(2) Stel de gewenste zaagdiepte in door de afstand tussen
het zaagblad en het oppervlak van de basis in te
stellen.(Afb. 24)
OPMERKING
Wanneer u een enkele groef zaagt aan één van de
uiteinden van het werkstuk, kunt u wat over is
verwijderen met een beitel.
22. Gebruik de lamp (Alleen model C8FSHE)
WAARSCHUWING
Controleer of het gereedschap en de lamp uit zijn
voordat u de stekker in het stopcontact steekt.
De lamplens kan nog zeer heet zijn meteen na gebruik
en mag onder geen enkele omstandigheid worden
aangeraakt.
Dit om brandwonden te voorkomen.
LET OP
Stel de lamp niet aan harde schokken bloot.
Dit om beschadiging van de lamp of een kortere
levensduur van de lamp te voorkomen.
Gebruik de lamp alleen bij het zagen.
Laat de lamp niet langdurig in de ogen schijnen.
Dit om oogbeschadiging te voorkomen.
Gebruik een zacht doekje om vuil van de lamplens te
verwijderen, om krassen of andere beschadigingen
te voorkomen.
Krassen op de lamplens kunnen resulteren in minder
verlichting.
Over de lampschakelaar heen zit een anti-stofkapje.
Zorg dat dit kapje niet bekrast wordt of op andere wijze
beschadigt.
Het kan gebeuren dat er zaagsel in de schakelaar
terechtkomt waardoor de lamp niet meer juist werkt.
(1) Steek de stekker van het gereedschap in een stopcontact.
(2) Zet de lampschakelaar in de bovenste stand (ON) om
de lamp in te schakelen en in de onderste stand (OFF)
om de lamp uit te schakelen. (Zie Afb. 28)
(3) Beweeg de lamparmatuur naar rechts en links om de
gewenste positie te bepalen.
BEVESTIGEN EN VERWIJDEREN VAN HET
ZAAGBLAD
WAARSCHUWING
Voorkom ongelukken en letsel en schakel het
gereedschap derhalve altijd uit en trek de stekker van
het netsnoer uit het stopcontact alvorens een zaagblad
te bevestigen of te verwijderen.
1. Bevestigen van het zaagblad (Afb. 25, Afb. 26 en Afb. 27)
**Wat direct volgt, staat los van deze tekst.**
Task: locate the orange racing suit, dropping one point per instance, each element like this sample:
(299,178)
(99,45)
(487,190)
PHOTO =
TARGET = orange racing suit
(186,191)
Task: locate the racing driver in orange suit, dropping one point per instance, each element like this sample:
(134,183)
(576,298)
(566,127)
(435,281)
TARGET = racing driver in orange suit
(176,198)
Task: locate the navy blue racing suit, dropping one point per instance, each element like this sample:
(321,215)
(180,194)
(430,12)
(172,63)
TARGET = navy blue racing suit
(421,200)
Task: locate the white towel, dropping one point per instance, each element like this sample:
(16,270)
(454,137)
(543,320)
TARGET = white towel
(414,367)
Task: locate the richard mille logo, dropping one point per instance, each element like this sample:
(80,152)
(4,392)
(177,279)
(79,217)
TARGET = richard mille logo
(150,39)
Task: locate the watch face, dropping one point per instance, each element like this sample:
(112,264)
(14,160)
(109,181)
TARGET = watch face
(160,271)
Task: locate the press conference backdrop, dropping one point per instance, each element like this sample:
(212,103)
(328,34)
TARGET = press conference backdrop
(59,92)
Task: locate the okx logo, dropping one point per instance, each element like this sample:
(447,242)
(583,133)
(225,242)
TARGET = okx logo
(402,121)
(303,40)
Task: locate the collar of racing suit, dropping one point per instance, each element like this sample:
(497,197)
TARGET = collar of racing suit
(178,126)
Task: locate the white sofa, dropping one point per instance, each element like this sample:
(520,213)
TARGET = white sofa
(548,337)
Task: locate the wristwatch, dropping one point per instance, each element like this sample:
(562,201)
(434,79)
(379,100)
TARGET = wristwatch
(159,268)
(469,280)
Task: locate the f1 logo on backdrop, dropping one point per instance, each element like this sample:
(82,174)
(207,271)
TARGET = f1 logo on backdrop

(1) Gebruik de meegeleverde 10 mm pijpsleutel om de 6
mm bout waarmee de asafdekking vast zit los te
maken en verdraai de vervolgens de asafdekking.
(2) Druk de drijfas-vergrendeling naar binnen en draai
de bout los met de 10 mm ringsleutel.
De bout heeft een linkse schroefdraad en wordt
derhalve losgedraaid door naar rechts te draaien.
OPMERKING
Als de drijfas-vergrendeling niet gemakkelijk naar
binnen gedrukt kan worden om de drijfas te
vergrendelen, draait u de bout met de 10 mm
ringsleutel terwijl u op de drijfas-vergrendeling drukt.
De drijfas van het zaagblad wordt vergrendeld wanneer
de drijfas-vergrendeling naar binnen wordt gedrukt.
(3) Verwijder de bout en de sluitring (D).
(4) Til de onderste afscherming omhoog en monteer het
zaagblad.
WAARSCHUWING
Bij het bevestigen van het zaagblad moet u controleren
of de draai-indicatiemarkering op het zaagblad en de
draairichting op de tandwielkast juist overeenkomen.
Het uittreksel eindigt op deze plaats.